I love this space, and I have tried and failed to get cloud providers to work on it directly :). We could not get the Avere folks to admit that their block-based thing on object store was a mistake, but they were also the only real game in town.

That said, I feel like writeback caching is a bit ... risky? That is, you aren't treating the object store as the source of truth. If your caching layer goes down after a write is ack'ed but before it's "replicated" to S3, people lose their data, right?

I think you'll end up wanting to offer customers the ability to do strongly-consistent writes (and cache invalidation). You'll also likely end up wanting to add operator control for "oh and don't cache these, just pass through to the backing store" (e.g., some final output that isn't intended to get reused anytime soon).

Finally, don't sleep on NFSv4.1! It ticks a bunch of compliance boxes for various industries, and then they will pay you :). Supporting FUSE is great for folks who can do it, but you'd want them to start by just pointing their NFS client at you, then "upgrading" to FUSE for better performance.

> That is, you aren't treating the object store as the source of truth. If your caching layer goes down after a write is ack'ed but before it's "replicated" to S3, people lose their data, right?

This is exactly why we're building our caching layer to be highly-durable, like S3 itself. We will make sure that the data in the cache is safe, even if servers go down. This is what gives us the confidence to respond to the client before the data is in S3. The big difference between the data living in our cache and the data living in S3 is cost and performance, not necessarily durability.

> I think you'll end up wanting to offer customers the ability to do strongly-consistent writes (and cache invalidation). You'll also likely end up wanting to add operator control for "oh and don't cache these, just pass through to the backing store" (e.g., some final output that isn't intended to get reused anytime soon).

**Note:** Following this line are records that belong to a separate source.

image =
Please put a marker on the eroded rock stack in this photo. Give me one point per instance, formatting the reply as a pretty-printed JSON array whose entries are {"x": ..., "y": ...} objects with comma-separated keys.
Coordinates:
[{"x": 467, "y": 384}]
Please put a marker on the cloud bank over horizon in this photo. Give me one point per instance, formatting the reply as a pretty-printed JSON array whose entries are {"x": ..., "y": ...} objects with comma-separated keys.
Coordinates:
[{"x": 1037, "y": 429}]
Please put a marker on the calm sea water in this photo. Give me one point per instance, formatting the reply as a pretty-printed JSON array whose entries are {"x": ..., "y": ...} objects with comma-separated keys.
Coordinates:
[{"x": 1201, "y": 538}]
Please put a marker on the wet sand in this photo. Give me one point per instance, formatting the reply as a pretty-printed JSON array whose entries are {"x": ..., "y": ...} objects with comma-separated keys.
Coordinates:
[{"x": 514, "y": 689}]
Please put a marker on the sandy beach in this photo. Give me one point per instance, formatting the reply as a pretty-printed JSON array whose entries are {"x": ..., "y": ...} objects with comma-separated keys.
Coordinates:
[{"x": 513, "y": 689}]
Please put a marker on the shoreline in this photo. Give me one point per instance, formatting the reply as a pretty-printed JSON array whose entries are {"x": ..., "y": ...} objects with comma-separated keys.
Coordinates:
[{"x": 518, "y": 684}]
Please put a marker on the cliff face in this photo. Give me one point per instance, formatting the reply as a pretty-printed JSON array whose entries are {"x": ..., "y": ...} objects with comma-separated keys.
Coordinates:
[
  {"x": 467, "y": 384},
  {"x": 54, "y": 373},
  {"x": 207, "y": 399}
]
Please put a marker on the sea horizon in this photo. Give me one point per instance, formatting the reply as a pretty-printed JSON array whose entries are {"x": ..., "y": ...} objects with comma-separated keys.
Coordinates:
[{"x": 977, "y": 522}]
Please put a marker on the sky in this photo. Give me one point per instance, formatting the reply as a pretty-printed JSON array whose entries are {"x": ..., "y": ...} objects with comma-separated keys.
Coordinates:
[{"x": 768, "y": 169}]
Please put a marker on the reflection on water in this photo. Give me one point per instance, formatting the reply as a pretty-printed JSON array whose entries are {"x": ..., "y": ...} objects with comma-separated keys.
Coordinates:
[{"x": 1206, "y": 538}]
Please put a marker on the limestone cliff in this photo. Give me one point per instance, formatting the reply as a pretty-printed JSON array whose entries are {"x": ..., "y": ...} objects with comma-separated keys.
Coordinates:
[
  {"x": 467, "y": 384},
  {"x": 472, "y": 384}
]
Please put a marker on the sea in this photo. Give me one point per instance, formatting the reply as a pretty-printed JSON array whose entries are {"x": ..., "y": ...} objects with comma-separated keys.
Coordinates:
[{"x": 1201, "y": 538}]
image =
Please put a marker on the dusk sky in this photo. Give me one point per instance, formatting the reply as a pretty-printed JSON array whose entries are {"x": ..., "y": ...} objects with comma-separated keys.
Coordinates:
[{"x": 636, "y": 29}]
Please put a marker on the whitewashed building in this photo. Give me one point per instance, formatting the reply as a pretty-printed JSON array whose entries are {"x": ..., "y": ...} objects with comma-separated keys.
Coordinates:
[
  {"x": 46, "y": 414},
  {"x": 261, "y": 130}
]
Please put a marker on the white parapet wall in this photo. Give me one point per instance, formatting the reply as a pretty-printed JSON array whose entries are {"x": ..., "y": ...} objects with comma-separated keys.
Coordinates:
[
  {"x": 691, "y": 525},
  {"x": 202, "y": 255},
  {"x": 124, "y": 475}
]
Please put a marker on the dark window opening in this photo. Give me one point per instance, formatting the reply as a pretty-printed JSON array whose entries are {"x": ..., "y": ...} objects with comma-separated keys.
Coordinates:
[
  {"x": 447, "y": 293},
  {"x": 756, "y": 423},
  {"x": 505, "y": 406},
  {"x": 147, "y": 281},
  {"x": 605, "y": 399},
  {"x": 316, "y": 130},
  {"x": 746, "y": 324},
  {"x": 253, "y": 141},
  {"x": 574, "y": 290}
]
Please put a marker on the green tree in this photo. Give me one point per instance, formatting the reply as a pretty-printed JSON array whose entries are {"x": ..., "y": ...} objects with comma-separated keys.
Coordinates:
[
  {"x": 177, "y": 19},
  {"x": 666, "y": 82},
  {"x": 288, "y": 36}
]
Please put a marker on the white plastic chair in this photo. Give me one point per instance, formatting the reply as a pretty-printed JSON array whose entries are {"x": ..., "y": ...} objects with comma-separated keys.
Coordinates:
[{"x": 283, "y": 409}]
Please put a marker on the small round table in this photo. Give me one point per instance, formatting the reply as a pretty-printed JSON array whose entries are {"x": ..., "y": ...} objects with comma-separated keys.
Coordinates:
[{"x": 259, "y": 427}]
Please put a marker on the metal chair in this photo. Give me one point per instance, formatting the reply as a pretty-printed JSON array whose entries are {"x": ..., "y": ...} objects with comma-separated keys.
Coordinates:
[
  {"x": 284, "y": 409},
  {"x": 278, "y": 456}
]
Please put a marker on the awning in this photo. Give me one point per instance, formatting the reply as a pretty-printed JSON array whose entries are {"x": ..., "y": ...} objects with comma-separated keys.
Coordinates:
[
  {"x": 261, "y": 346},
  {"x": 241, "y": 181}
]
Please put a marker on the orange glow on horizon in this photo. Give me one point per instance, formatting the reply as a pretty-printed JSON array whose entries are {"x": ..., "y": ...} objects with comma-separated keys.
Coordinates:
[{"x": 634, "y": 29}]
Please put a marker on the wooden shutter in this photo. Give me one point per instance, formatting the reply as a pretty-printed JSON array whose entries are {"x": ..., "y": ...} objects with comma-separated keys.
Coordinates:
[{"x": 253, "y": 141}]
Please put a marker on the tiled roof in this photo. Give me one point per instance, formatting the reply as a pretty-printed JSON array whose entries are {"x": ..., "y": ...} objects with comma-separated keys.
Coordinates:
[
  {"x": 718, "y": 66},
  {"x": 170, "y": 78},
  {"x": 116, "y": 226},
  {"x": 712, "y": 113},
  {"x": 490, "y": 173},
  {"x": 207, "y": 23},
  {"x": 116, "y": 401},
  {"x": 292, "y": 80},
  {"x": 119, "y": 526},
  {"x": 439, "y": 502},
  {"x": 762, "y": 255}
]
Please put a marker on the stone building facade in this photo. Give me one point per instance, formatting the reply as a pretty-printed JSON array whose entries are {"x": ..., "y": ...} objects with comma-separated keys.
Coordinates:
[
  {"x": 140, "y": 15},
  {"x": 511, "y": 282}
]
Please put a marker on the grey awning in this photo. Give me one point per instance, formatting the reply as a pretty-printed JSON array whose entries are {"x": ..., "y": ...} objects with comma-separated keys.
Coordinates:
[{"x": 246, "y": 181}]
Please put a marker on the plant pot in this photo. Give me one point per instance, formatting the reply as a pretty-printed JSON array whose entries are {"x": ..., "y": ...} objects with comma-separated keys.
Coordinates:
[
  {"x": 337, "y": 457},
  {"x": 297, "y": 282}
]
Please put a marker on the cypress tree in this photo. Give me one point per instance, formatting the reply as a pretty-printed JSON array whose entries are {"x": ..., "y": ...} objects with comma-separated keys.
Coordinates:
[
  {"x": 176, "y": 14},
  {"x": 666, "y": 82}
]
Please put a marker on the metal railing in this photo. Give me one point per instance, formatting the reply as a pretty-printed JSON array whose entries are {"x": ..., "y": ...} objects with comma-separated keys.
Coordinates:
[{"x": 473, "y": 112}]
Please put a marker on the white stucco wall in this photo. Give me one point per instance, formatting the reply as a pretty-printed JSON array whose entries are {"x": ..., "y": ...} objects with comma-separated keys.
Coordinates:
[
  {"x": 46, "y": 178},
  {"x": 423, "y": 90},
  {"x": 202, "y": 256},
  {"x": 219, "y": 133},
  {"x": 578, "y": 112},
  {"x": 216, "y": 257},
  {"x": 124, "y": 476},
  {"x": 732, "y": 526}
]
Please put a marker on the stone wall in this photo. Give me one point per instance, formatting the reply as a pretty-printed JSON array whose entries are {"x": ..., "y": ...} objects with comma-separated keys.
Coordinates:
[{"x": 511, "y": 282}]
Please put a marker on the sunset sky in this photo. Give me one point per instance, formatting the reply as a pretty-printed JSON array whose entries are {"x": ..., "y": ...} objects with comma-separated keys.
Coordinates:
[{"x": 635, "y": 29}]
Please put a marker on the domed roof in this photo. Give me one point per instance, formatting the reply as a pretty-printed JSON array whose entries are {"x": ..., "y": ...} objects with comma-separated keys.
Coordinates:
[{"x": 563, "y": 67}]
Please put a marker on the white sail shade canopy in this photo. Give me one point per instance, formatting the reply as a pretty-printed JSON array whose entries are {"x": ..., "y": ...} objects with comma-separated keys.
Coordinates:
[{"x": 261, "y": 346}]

I think this is exactly right. I think that storage systems are too often too hands off about the data (oh, give us the bytes and we will store them for you). I believe that there are gains to be had by asking the users to tell you more about what they're doing. If you have a directory which is only used to read files and a directory which is only used to write files, then you probably want to have different cache strategies for those directories? I believe we can deliver this with good enough UX for most people to use.

> Finally, don't sleep on NFSv4.1! It ticks a bunch of compliance boxes for various industries, and then they will pay you :). Supporting FUSE is great for folks who can do it, but you'd want them to start by just pointing their NFS client at you, then "upgrading" to FUSE for better performance.

I certainly don't, and this is why we are supporting NFSv3 right now. That's not going away any time soon. We want to offer something that's highly compatible with the industry at large today (NFS-based, we can talk specifics about whether or not that should be v3 or v4) and then something that is high-performance for the early adopters who can use something like FUSE. I think that both things are required to get the breadth of customers that we're looking for.